Network Rail CARE Pension Scheme (MRP/1/8)


Letter sent to the Secretary of all Network Rail Branches:- 4th November 2008

Network rail has written to every employee giving details of the new career average pension scheme which commenced on 1 November 2008. The pack includes application forms for the new scheme and I am very concerned that this may encourage existing Railways Pension Scheme (RPS) members to transfer into the CARE arrangement without fully appreciating the serious implications involved.

I would therefore stress that the CARE Scheme has not been agreed with the Unions. RMT wants the Railways Scheme to be open for everyone and to negotiate an agreement which does not disadvantage anyone. I would also stress that if you continue to contribute to the Railways Pension Scheme and wish to remain a member you need do nothing. Members who are considering moving to the CARE Scheme should not do so without first having taken advice from a registered independent financial adviser.

Whilst CARE contributions appear lower than the RPS rate, this is not always the case as the headline rate of 7.2% is calculated on a higher base than the RPS rate of 11.38%. It is imperative to also consider the actual pension derived from the contributions. The pension obtained from the CARE Scheme is very sensitive to pay increase and inflation. Management’s examples use inflation at 2.5% - half the current rate.

One of the more important issues which the Network Rail letter fails to emphasise strongly enough is that RPS transferees will lose future BRASS matching. Therefore whilst management has provided a comparison of benefits there is no indication of the long term cost of losing BRASS matching. In addition Network Rail also fails to point out the significant impact promotions can have on an individual’s pension entitlement in a final salary scheme.

RMT believes insufficient emphasis has been given to the fact that the CARE scheme’s minimum retirement age is 65, compared to 60 for the RPS. This means that any RPS tranferees would be giving up the right to retire before age 65 without a reduction in their pension. This reduction would only affect future service but it is an important issue and becomes more so the longer an individual is from retirement.
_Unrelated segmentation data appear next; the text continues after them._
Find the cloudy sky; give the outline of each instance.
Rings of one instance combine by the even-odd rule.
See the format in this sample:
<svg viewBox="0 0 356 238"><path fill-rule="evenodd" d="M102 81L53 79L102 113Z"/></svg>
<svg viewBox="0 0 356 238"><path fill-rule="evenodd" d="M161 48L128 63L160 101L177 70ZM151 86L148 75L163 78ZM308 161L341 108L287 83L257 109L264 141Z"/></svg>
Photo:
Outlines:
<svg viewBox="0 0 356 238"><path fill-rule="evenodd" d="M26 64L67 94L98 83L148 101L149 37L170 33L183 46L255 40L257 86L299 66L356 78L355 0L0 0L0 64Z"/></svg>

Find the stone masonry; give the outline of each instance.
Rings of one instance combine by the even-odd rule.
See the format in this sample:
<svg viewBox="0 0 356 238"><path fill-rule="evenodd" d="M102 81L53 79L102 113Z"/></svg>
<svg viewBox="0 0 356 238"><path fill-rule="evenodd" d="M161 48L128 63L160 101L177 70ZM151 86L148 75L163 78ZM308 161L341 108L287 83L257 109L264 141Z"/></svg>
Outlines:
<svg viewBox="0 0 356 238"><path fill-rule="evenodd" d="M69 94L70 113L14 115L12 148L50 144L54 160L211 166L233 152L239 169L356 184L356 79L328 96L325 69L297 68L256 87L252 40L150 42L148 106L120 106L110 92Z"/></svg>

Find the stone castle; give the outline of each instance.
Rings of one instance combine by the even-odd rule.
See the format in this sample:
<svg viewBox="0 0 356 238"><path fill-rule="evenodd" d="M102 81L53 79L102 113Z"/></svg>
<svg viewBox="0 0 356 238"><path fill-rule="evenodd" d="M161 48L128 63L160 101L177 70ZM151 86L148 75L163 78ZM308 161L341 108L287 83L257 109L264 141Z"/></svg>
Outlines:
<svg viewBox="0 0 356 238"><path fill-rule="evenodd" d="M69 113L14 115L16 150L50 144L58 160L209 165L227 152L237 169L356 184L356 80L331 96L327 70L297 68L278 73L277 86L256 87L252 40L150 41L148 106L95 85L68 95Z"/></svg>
Another important benefit where the CARE scheme is inferior to the RPS is index-linking when pensions are in payment. In the RPS pensions are increased annually by RPI, regardless of whether inflation is 2% or 10%, whereas CARE increases are RPI but capped at 5%. But the 5% could be reduced at a later date because somewhat alarmingly management’s demonstration CD talks of RPI index-linking for the CARE scheme as being ‘currently 5%’. This suggests that it will be reviewed in the future, and as Government has recently introduced legislation to reduce the minimum index-linking from 5% to 2.5%, it would not be surprising if an attempt was made to reduce this very important element of pension protection.